Incapsula Management Console Event on August 29: Root Cause Analysis

On August 29 starting at 12:55 UTC the Incapsula management console was unavailable for several hours. While the Incapsula service continued protecting and working appropriately for security mitigation and all CDN functionality, our clients were unable to log in to their Incapsula consoles and access the functionality that depends upon GUI or API access. This included the ability to view their network and application layer traffic, make changes to their account, and use the support portal to communicate with our support team.

Due to the unavailability of the management console, our Netflow monitoring service, which is centrally managed, was not available for some Infrastructure Protection customers. Our support team contacted these customers by email and phone, and let them know that they need to monitor manually and call support for immediate escalation for manual mitigation if they notice any suspicious DDoS activity.

In some cases, some load balancing functionality that is centrally managed, such as failover between master and DR, may have been temporarily unavailable.

This issue stemmed from human error during database migration as part of a routine database administration task. While setting up additional database slave servers in our disaster recovery data center, a “drop database” command was executed to clean up an old copy of the database. The command was executed on a server that was used as the master recently and was expected to be disconnected from the cluster.
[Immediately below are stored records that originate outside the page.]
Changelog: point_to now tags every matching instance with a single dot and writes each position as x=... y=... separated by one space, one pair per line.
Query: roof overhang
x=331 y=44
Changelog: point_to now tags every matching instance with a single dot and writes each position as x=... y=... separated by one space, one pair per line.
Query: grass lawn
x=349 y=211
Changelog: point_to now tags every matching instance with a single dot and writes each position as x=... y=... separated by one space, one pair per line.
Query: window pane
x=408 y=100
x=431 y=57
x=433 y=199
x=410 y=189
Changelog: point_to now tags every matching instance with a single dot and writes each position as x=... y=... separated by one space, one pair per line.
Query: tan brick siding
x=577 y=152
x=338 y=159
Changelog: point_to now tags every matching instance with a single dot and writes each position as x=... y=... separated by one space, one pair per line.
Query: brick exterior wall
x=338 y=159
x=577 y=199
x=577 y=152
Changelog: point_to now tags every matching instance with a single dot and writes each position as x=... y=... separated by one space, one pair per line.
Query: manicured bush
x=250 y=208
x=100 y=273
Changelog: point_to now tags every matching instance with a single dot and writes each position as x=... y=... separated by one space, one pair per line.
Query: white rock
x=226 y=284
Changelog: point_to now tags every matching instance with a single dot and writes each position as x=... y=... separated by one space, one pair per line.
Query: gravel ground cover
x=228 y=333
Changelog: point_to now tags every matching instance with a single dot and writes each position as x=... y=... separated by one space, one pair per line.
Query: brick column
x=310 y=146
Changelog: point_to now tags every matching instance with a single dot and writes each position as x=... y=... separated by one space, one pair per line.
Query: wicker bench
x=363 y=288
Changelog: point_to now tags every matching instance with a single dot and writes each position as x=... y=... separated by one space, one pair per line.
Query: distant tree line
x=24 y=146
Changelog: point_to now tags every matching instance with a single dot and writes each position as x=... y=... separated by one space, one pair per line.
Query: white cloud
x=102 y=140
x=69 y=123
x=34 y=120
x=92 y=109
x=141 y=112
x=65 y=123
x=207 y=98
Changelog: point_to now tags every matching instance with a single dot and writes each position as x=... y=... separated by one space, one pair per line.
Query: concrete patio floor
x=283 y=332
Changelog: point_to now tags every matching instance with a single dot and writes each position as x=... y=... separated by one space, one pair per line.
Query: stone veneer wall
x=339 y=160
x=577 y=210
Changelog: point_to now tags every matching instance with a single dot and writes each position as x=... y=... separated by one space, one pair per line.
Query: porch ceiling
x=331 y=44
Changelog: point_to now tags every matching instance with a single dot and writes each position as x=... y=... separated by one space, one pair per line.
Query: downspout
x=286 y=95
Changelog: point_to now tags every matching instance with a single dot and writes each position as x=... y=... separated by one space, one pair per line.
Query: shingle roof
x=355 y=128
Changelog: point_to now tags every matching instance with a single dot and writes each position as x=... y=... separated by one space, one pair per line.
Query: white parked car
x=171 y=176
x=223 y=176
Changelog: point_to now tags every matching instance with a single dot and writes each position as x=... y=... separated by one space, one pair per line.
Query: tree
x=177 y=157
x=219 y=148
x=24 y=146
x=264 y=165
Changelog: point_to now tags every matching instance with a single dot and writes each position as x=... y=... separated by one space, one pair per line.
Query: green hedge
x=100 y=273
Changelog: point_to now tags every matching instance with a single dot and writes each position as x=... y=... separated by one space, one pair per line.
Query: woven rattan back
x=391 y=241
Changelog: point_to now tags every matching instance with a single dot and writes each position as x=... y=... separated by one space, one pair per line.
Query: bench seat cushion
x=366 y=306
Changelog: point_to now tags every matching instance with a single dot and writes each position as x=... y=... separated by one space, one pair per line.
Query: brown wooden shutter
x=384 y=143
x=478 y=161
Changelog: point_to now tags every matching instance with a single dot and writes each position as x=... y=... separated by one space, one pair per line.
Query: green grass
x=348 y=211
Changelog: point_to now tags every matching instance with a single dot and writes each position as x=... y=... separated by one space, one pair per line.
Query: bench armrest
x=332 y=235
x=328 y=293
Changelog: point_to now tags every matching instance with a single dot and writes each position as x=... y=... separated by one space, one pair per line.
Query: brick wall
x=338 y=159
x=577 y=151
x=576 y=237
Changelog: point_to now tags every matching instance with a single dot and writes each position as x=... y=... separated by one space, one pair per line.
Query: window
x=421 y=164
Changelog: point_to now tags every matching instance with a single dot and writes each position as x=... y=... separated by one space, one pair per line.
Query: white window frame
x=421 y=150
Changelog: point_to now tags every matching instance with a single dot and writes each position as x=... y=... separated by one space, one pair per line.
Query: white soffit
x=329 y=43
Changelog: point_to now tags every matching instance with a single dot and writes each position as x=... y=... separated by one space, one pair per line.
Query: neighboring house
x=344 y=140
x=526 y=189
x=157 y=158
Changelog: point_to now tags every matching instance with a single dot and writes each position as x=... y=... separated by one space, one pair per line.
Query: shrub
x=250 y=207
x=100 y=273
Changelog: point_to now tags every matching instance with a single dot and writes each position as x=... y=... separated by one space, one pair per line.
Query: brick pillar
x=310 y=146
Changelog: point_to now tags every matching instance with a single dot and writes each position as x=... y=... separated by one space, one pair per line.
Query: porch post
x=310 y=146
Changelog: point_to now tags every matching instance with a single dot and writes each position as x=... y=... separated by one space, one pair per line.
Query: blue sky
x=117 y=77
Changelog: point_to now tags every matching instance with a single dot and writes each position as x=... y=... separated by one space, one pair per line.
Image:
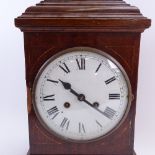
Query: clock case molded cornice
x=82 y=16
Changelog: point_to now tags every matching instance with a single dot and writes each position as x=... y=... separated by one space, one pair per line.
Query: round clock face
x=81 y=94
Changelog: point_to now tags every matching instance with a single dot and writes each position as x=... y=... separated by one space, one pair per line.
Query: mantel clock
x=81 y=75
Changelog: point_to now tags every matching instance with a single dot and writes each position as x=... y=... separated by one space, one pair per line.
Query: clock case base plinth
x=112 y=154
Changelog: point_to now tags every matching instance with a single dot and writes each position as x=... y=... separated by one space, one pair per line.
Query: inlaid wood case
x=112 y=26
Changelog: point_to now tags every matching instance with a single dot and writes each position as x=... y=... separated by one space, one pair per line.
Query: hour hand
x=65 y=84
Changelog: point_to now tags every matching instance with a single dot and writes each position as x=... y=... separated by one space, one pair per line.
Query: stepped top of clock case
x=83 y=15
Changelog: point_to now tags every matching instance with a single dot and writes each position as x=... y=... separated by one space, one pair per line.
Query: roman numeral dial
x=81 y=95
x=81 y=63
x=65 y=68
x=49 y=98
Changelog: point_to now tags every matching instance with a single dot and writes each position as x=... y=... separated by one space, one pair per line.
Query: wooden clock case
x=108 y=25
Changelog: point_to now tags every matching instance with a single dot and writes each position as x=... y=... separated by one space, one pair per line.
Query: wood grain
x=112 y=26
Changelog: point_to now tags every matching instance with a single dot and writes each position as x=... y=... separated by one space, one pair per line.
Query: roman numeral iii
x=65 y=123
x=65 y=68
x=81 y=64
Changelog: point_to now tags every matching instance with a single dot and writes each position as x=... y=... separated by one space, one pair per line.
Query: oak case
x=110 y=26
x=50 y=44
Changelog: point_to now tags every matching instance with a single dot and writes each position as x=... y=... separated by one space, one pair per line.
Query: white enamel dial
x=81 y=95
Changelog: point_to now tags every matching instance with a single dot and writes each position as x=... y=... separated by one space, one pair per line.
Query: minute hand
x=81 y=97
x=93 y=106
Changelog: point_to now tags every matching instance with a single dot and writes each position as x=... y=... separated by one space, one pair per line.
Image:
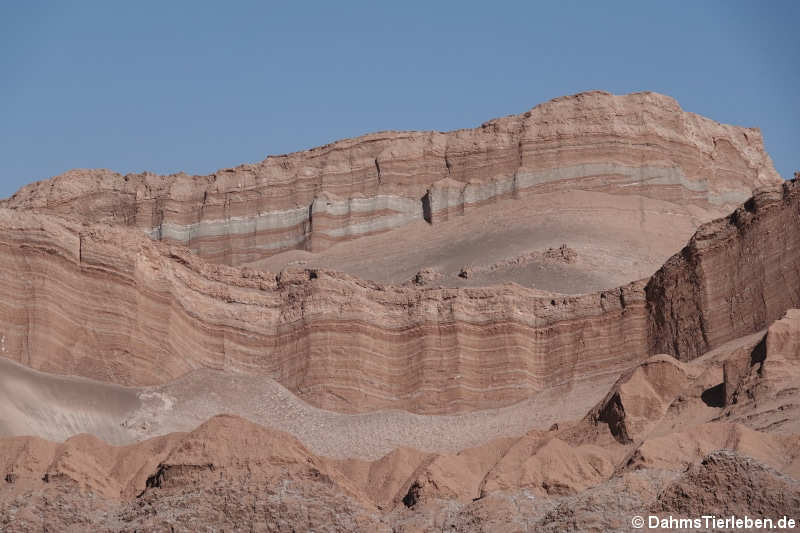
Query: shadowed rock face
x=110 y=304
x=641 y=143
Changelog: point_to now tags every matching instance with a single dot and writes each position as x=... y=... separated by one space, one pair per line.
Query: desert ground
x=556 y=321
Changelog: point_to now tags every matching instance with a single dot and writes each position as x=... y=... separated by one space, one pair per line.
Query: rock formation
x=641 y=143
x=195 y=390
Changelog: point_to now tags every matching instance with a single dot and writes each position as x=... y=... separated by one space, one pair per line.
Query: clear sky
x=196 y=86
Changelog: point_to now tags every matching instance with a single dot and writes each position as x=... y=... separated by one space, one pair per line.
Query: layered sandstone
x=641 y=143
x=735 y=277
x=156 y=312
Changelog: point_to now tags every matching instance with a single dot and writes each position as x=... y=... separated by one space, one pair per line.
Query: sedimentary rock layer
x=641 y=143
x=108 y=303
x=736 y=276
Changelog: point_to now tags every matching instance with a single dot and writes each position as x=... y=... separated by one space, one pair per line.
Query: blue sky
x=197 y=86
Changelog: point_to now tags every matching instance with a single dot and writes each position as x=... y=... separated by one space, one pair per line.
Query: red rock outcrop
x=155 y=312
x=641 y=143
x=105 y=303
x=735 y=277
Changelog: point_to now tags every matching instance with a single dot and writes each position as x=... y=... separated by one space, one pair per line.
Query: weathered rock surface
x=641 y=143
x=156 y=312
x=515 y=408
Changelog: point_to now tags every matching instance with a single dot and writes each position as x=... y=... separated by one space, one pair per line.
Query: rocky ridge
x=641 y=143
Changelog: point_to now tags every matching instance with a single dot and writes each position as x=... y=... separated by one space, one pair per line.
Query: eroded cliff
x=641 y=143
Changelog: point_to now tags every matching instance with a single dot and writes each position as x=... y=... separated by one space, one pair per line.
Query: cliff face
x=110 y=304
x=106 y=303
x=736 y=276
x=640 y=143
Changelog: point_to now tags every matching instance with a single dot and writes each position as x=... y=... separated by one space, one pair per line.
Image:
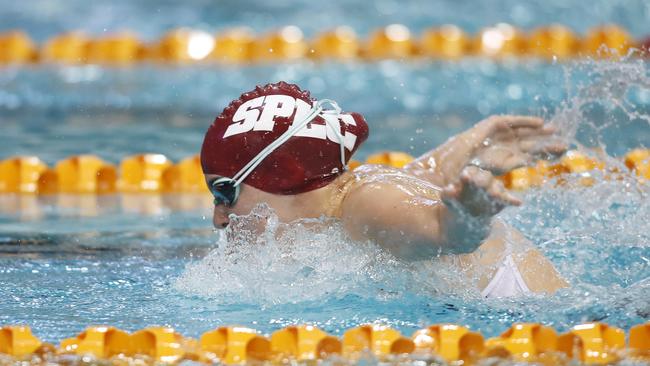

However, it was not, which led to the command propagating via database replication to the primary data center database cluster, causing a system-wide failure of the Incapsula management console.

Since the command propagated to the master database server, it was replicated to all its slaves on the primary data center, resulting in the R&D and Operations teams having to restore the database from backup instead of promoting a slave server to master. This delayed full resolution of the issue by a few hours. Users were updated about the incident via the Incapsula status page.

The teams have completed backup and testing, resolving the console outage at 20:45 UTC, with no data loss detected. All users are now able to access the management console. To protect against this happening again, we’re reviewing our database administration policies, database user permissions, and reviewing and improving database cluster topology to ensure that slave servers are available for promotion when needed.